Delivered a state-of-the-art, GMP-compliant HVAC system and an integrated fire safety solution for Getz Pharma's new sterile manufacturing wing. The project's critical mission was to engineer an environment that guarantees product purity, meets stringent international and local regulatory standards (DRAP), and ensures the highest level of operational safety for personnel and sensitive assets.
Client
Getz Pharma (Pvt.) Ltd.
Location
Karachi, Pakistan
Year
2024
A Complex Engineering Puzzle
The core engineering challenge was to design and build an HVAC system capable of creating and maintaining precise, certifiable cleanroom conditions (ISO 7 & 8). This involved managing complex pressure cascades, ensuring extremely low particulate counts, and holding temperature and humidity within tight tolerances (±1°C and ±5% RH). Simultaneously, the fire safety system had to provide rapid, reliable detection and suppression without posing any risk of contamination to the sterile production environment.
Innovative & Efficient
We implemented a turnkey solution featuring dedicated, high-performance Air Handling Units (AHUs) for different cleanroom zones. Each AHU was equipped with a multi-stage filtration system, culminating in terminal HEPA H14 filters to achieve the required air purity. A sophisticated Building Automation System (BAS) was deployed to manage precise pressure differentials, preventing cross-contamination.
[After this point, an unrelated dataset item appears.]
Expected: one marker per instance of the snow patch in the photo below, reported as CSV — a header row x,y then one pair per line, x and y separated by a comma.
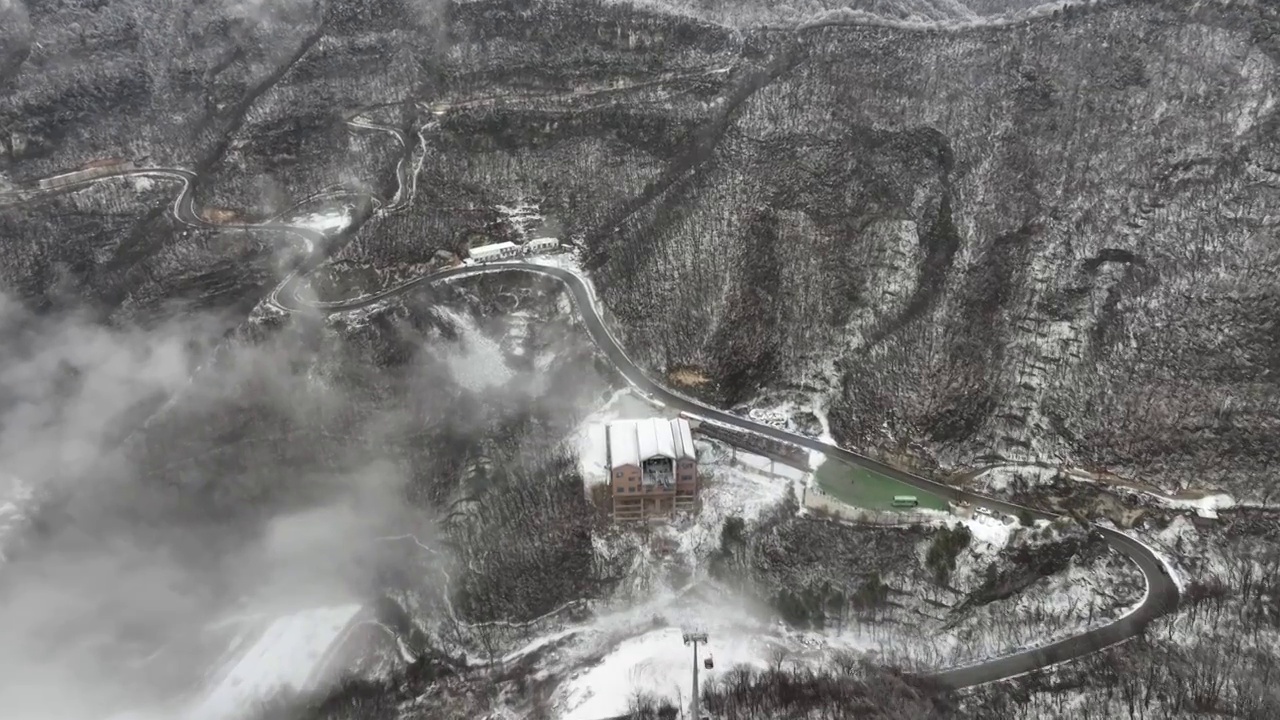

For fire safety, a Very Early Smoke Detection Apparatus (VESDA) was installed for incipient smoke detection in critical areas, linked to an addressable fire alarm system. In the main production area, a double-interlock pre-action sprinkler system was used to prevent accidental water discharge, while sensitive labs were protected with an Novec 1230 clean agent suppression system.
Key Project Outcomes
Successfully achieved ISO 14644-1 Class 7 and Class 8 certification for all targeted production and packaging zones.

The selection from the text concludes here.